Отправной точкой наших размышлений стала уже привычная трактовка Санкт-Петербурга как культурной столицы России. Статус в некотором смысле всегда провоцирует попытки его дискредитации. Так и в случае Санкт-Петербурга существует бессчетное количество историй, литературных произведений и анекдотов, дезавуирующих или пародирующих представления о высокой культуре петербуржцев. Героиня мультипликационных серий Масяня ведет экскурсию «наоборот», иронически показывая то на прекрасные дворцы, то на мусор во дворе, пустые бутылки в Неве и дворец по проекту …Шнайдерштукера. В Санкт-Петербурге встречаются неожиданные сочетания, а порой и столкновения «высокой» и «низкой» культуры, структурирующие географическое, социальное и политическое пространство города. Очевидно, что Эрмитаж в этом смысле не исключение. Музей, как и город, находится в эпицентре борьбы культур и запросов ценителей и варваров[2], представляющих различные культурные страты современного российского общества.
Идея о стратификации публики и ее разных культурных ожиданиях от посещения музея отсылает к классической работе Пьера Бурдьё «Любовь к искусству» (1991). Дифференцирование музейной публики и ее культурных запросов служил одним из мощных инструментов стратификации французского общества. Идея работы была революционна, отрицая предположение о гомогенности форм художественного потребления в массовом обществе[3]. Исследование советских социологов 1960-х годов зафиксировали подобные же тенденции и корреляции между интересом к искусству, уровнем образования и профессией.
Специфика ситуации советского художественного потребления была связана с намного более ранней, чем в Европе и Америке, открытостью музеев для трудящихся масс. В рамках программы повышения культуры населения появлялись плакаты вроде «Эрмитаж приветствует тружеников Кировского завода!». Одной из целей советского правительства была ликвидация культурных различий, которые считались хотя и объективно заданными, но преодолимыми. Различие в объеме культурного капитала устанавливало прочные барьеры стратификации и не могло быть изменено в одночасье революционным путем. В результате императивом 1920-1930-х годов становится система представлений о том, «как стать культурным»[4]. Целостный образ культурного человека предполагал освоение практик содержания тела в чистоте, опрятного внешнего вида, убранного жилья, культуры чтения и проведения досуга.
Практики повышения культурности предполагали совмещение «заботы общественности» и «работы над собой», отмечает Вадим Волков.

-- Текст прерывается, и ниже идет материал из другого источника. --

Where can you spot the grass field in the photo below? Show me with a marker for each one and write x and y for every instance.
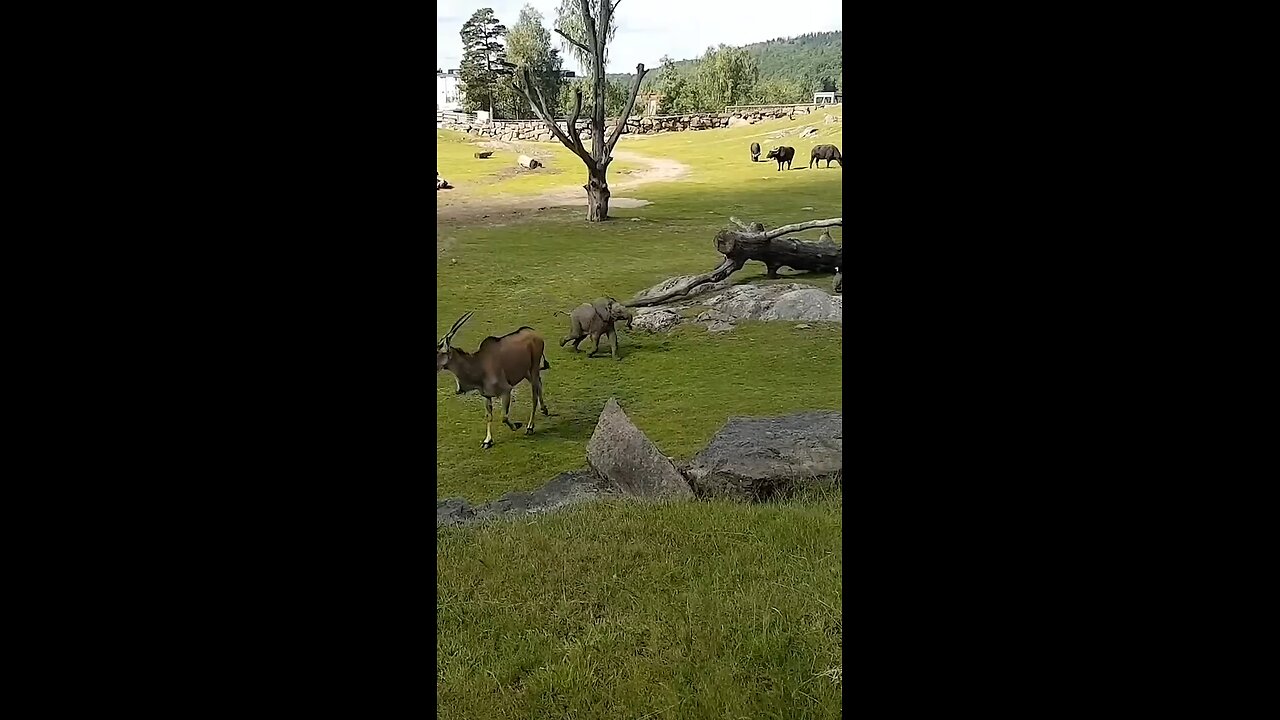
(679, 387)
(624, 610)
(617, 611)
(501, 174)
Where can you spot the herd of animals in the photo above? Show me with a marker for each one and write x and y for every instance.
(785, 154)
(503, 363)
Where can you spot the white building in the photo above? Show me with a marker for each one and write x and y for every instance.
(448, 90)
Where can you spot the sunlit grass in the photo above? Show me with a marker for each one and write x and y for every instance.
(620, 610)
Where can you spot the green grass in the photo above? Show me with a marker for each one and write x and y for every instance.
(621, 611)
(677, 387)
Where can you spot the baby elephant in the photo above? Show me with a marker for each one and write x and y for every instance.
(595, 319)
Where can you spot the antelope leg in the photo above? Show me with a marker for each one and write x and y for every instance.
(488, 424)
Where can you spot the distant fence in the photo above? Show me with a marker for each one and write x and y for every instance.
(787, 106)
(453, 117)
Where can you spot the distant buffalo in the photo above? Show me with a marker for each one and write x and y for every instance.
(782, 155)
(827, 153)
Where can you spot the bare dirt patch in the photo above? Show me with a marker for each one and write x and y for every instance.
(462, 208)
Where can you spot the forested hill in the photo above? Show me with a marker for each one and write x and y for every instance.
(804, 60)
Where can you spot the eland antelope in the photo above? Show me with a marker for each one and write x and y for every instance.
(499, 365)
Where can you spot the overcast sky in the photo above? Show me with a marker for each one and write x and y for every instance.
(652, 28)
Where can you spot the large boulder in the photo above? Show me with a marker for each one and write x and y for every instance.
(562, 491)
(758, 459)
(807, 304)
(625, 458)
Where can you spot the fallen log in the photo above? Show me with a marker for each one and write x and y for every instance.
(753, 242)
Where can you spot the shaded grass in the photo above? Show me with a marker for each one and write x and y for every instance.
(677, 387)
(625, 610)
(499, 173)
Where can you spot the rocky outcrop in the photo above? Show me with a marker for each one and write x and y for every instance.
(728, 305)
(629, 461)
(750, 459)
(759, 459)
(656, 319)
(563, 490)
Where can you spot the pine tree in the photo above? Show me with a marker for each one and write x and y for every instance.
(484, 59)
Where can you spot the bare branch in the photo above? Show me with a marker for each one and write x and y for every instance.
(589, 23)
(798, 227)
(572, 119)
(626, 112)
(576, 44)
(540, 109)
(725, 269)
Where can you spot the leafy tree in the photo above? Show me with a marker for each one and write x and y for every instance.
(597, 23)
(676, 95)
(726, 76)
(484, 59)
(529, 45)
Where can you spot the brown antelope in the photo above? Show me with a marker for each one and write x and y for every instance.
(499, 365)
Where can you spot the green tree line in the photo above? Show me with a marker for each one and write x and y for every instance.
(773, 72)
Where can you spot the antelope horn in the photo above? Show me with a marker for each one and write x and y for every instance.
(458, 324)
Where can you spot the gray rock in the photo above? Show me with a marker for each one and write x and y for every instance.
(625, 458)
(808, 304)
(762, 458)
(452, 511)
(656, 319)
(562, 491)
(671, 283)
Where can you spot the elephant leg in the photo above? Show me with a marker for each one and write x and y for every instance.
(488, 424)
(506, 411)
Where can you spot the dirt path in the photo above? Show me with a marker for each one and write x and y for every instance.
(460, 206)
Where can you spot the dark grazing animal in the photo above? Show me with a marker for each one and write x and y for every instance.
(827, 153)
(499, 365)
(782, 155)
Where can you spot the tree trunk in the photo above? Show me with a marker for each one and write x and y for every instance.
(597, 196)
(750, 241)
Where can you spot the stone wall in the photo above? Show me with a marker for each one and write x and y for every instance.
(538, 130)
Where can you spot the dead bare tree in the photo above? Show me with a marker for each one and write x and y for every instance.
(602, 149)
(754, 242)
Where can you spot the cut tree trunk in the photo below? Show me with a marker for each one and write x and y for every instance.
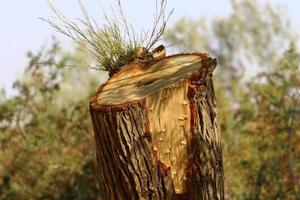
(156, 131)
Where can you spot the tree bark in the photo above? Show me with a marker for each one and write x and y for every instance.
(157, 137)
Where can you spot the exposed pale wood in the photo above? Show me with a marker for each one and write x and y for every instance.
(169, 126)
(156, 131)
(138, 81)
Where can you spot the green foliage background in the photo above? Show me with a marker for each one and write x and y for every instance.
(46, 140)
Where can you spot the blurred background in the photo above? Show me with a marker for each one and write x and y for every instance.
(47, 147)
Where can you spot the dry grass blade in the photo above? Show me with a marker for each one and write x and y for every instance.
(116, 43)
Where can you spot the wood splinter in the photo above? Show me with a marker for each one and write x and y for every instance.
(172, 100)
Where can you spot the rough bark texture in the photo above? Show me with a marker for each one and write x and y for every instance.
(148, 149)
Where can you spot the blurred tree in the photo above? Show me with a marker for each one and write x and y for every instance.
(251, 39)
(270, 113)
(46, 141)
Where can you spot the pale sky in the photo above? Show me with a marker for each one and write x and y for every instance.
(21, 30)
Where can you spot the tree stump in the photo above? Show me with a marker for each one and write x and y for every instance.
(156, 131)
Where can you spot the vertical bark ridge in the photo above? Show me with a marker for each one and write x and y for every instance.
(123, 152)
(205, 169)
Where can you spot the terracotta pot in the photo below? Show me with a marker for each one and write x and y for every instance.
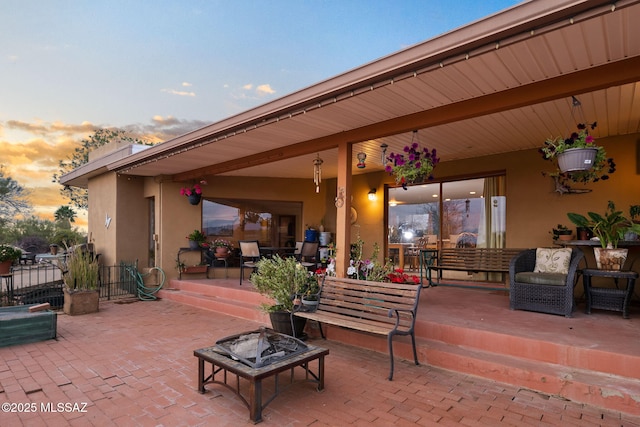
(610, 259)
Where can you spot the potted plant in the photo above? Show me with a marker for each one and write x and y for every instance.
(8, 255)
(196, 239)
(578, 158)
(561, 232)
(80, 273)
(193, 193)
(281, 279)
(221, 247)
(609, 229)
(412, 166)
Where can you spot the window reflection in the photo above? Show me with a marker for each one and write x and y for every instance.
(461, 213)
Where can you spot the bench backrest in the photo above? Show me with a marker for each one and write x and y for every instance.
(477, 258)
(369, 300)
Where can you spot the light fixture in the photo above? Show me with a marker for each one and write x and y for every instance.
(317, 172)
(361, 158)
(384, 153)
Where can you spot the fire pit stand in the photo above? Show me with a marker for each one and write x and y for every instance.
(224, 361)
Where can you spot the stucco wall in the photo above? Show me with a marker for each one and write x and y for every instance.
(122, 200)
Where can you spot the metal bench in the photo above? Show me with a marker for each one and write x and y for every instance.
(473, 260)
(378, 308)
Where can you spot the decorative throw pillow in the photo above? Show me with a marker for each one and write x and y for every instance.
(552, 260)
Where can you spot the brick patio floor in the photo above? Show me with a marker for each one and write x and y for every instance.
(132, 364)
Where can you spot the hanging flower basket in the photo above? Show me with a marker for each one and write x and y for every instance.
(577, 159)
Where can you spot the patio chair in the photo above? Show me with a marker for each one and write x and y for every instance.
(308, 255)
(541, 289)
(249, 256)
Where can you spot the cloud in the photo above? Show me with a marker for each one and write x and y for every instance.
(164, 128)
(178, 92)
(44, 128)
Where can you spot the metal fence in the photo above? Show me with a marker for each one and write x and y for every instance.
(40, 283)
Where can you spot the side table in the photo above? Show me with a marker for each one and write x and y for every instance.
(609, 298)
(222, 262)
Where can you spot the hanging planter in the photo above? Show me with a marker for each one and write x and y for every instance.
(577, 159)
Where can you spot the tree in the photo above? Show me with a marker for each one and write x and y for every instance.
(64, 216)
(79, 196)
(13, 198)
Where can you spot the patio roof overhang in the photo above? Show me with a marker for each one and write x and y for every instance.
(497, 85)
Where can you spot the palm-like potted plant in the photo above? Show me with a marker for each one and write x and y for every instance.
(80, 273)
(282, 280)
(609, 228)
(8, 255)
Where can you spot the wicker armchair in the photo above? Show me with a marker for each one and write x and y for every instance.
(543, 292)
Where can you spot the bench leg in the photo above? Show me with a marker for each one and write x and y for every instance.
(390, 343)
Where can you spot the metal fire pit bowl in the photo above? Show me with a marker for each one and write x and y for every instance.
(260, 348)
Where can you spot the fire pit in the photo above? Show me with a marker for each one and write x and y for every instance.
(260, 348)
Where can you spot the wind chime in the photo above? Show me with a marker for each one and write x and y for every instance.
(317, 172)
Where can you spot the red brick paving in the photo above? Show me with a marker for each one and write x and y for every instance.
(133, 365)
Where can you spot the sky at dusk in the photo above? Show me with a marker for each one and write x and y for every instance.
(158, 69)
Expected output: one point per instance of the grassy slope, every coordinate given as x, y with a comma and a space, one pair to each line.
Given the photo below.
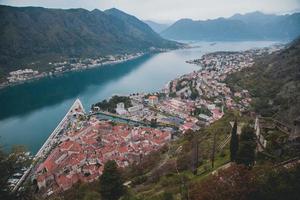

Эрмитаж задействовал обе формы работы, и общественную, и индивидуальную, и тем самым оказывался на передовой линии реализации программы окультуривания советского человека. Культура в массы поставлялась через воскресные школы, книги, открытые лекции, художественные кружки, культпоходы и другие техники просвещения[5]. В ходе культурного просвещения сотрудники Эрмитажа не только знакомили с принципами организации художественного произведения, но и учили, каким образом правильно к нему приобщаться. Подобно тому, как советские плакаты учили мыть руки перед едой, посетителя музея учили, что можно и что нельзя делать в музее. К примеру, не сорить, не плевать, не пить и не ругаться, одевать защитную обувь и громко не разговаривать. Следуя этим несложным правилам, он должен был делаться «культурным». Таким образом, важным следствием советского типа музейной коммуникации с посетителями являлась достаточно жесткая регламентация поведения в музее. Подчеркнем, что многочисленный набор правил для «товарищей посетителей» был подкреплен способностью институтов культуры обеспечить их соблюдение.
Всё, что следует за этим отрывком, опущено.